Successe dopo che la macchina era stata parcheggiata, mentre Niccolò
armeggiava al portone per aprire tutte le serrature mentre Alessia
raccoglieva le sue cose dal bagagliaio dell’auto. Due tipi sbucarono da
dietro il pozzo, un colpo a bruciapelo e poi giù di corsa per il campo di
ulivi. Quando la polizia arrivò trovò tutto quello che era stata la nostra vita
in quegli anni.



IL PICCOLO BRUTTO ANATROCCOLO DIVENTÒ BIANCO E
SPLENDENTE COME UN CIGNO
Puntammo verso Fogo, e quando il vulcano iniziò ad apparire all'orizzonte,
Mirko prese a emozionarsi e a chiedermi dell'isola. Fu a quel punto che
decisi di dirgli tutta la verità, incluso il posto dove eravamo veramente
diretti.
– Mirko perché hai deciso di venire da noi?
– Ma come, non te lo immagini? Mi sembra il posto migliore per ripartire.
Anche voi siete venuti qui per questo, no? Io voglio una vita diversa da
quella che ho avuto finora. Sono sempre stato inquadrato, regolare, prima
concentrato sullo studio, poi sul lavoro e la famiglia. Io voglio una vita
interessante, avventurosa, libera!
– Mirko la mia vita è tutto fuorché libera. Io sono scappato in questo posto
per non andare in galera. Sei anni, produzione e spaccio di stupefacenti.

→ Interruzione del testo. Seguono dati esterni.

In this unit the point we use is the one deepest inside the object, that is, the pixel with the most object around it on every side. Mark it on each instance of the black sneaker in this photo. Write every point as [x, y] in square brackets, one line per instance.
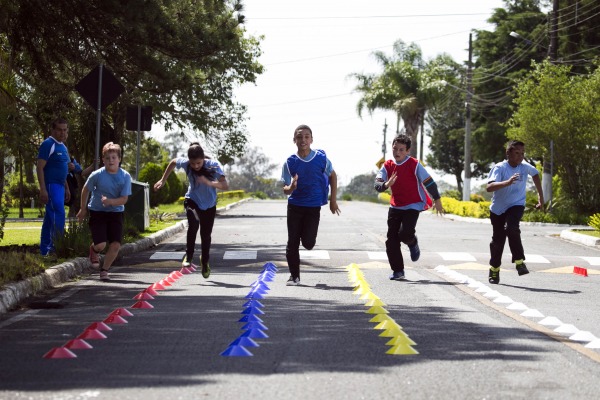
[522, 269]
[293, 281]
[494, 276]
[397, 276]
[205, 269]
[415, 252]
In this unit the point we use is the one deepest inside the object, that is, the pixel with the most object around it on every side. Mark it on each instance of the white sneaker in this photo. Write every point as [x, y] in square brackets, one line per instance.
[293, 281]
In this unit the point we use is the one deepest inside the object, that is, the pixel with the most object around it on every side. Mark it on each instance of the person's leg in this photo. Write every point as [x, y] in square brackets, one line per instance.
[191, 212]
[407, 232]
[292, 248]
[392, 244]
[498, 239]
[54, 219]
[207, 221]
[513, 232]
[310, 227]
[496, 246]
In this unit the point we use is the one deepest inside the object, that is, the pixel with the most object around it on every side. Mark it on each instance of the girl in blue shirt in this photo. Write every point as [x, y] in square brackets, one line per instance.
[205, 176]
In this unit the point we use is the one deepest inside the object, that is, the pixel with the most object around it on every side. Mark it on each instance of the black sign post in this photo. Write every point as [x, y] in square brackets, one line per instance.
[99, 88]
[139, 119]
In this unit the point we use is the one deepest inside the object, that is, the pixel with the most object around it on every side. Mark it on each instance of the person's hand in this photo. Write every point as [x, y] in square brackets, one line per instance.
[334, 208]
[158, 185]
[43, 196]
[294, 184]
[81, 214]
[439, 209]
[392, 180]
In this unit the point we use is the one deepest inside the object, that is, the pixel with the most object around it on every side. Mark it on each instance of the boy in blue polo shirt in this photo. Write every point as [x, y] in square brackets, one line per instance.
[508, 180]
[307, 176]
[52, 168]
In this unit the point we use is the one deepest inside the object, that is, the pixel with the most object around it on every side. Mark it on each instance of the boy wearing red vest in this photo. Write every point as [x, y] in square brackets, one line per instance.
[409, 182]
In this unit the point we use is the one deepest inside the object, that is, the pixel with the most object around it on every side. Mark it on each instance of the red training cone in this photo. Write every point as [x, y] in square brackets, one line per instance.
[60, 352]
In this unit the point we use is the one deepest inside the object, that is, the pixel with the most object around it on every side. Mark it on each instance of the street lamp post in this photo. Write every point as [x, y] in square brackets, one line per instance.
[549, 165]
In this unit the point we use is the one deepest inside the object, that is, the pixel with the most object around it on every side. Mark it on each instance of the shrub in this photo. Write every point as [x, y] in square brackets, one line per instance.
[594, 221]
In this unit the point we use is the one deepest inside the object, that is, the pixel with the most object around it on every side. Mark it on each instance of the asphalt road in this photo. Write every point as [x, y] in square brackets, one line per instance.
[320, 341]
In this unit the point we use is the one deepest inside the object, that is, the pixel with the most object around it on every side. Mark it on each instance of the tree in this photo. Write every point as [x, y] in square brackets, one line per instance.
[555, 105]
[182, 58]
[252, 172]
[408, 86]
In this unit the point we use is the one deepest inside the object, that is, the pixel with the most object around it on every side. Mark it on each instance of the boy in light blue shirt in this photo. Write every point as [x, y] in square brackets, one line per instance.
[508, 181]
[110, 188]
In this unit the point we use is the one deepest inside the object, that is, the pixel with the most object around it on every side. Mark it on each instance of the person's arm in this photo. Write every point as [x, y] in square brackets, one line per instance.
[166, 174]
[333, 207]
[82, 213]
[538, 186]
[493, 186]
[41, 163]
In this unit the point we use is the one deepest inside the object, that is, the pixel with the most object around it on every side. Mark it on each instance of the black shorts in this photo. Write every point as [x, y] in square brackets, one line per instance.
[106, 226]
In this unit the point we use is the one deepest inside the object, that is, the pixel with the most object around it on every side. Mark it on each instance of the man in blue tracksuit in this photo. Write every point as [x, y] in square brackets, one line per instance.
[307, 176]
[52, 169]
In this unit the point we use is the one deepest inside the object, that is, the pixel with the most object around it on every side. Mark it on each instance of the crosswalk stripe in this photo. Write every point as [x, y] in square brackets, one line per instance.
[168, 255]
[591, 260]
[456, 256]
[377, 255]
[240, 255]
[314, 255]
[536, 259]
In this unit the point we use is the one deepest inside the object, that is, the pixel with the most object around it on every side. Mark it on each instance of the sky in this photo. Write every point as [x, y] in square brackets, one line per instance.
[309, 50]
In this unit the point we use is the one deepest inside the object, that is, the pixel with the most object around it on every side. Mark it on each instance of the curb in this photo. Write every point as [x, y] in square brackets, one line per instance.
[581, 238]
[14, 293]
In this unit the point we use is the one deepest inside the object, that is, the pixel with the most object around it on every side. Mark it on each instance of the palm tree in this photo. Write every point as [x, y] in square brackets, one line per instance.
[408, 86]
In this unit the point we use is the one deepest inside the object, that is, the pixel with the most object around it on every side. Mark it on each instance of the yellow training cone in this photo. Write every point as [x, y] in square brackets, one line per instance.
[392, 331]
[377, 310]
[369, 296]
[387, 324]
[401, 349]
[374, 302]
[381, 317]
[401, 339]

– Non l’avevo immaginato...
– Sono bravo, eh, a fingere? Ormai sono allenato. Tutti gli italiani che
vengono al nostro albergo ce lo chiedono come mai siamo venuti a vivere
a Capo Verde. Ci ho fatto l’abitudine a raccontare balle. Questa della vita
libera è la più grossa di tutte. Non posso nemmeno muovermi
tranquillamente, altro che libera!
– Scusa, non sapevo... Mi dispiace.
– Non preoccuparti. Vedi Mirko, ci sono tante cose che devo dirti. Ma la
prima è che non stiamo andando a fare un giro delle isole. Ti porto in
Brasile. Lì c’è un mio amico, si occuperà lui di te, ti darà una vita
avventurosa se lo vorrai, o una semplice vacanza se poi deciderai di
tornare al tuo mondo. Sono convinto che in ogni caso ti darà tanto. Lui è
stato una persona tanto importante per me, quasi un padre nella vita che
ho attraversato prima di venire su queste isole. Non puoi restare da noi,
Mirko. Luca e Alessia si stanno innamorando, è probabile che se le cose
vanno bene lei verrà a vivere a Boavista. Non possiamo stargli appresso,
dobbiamo lasciargli spazio, se la meritano entrambi un'altra chance.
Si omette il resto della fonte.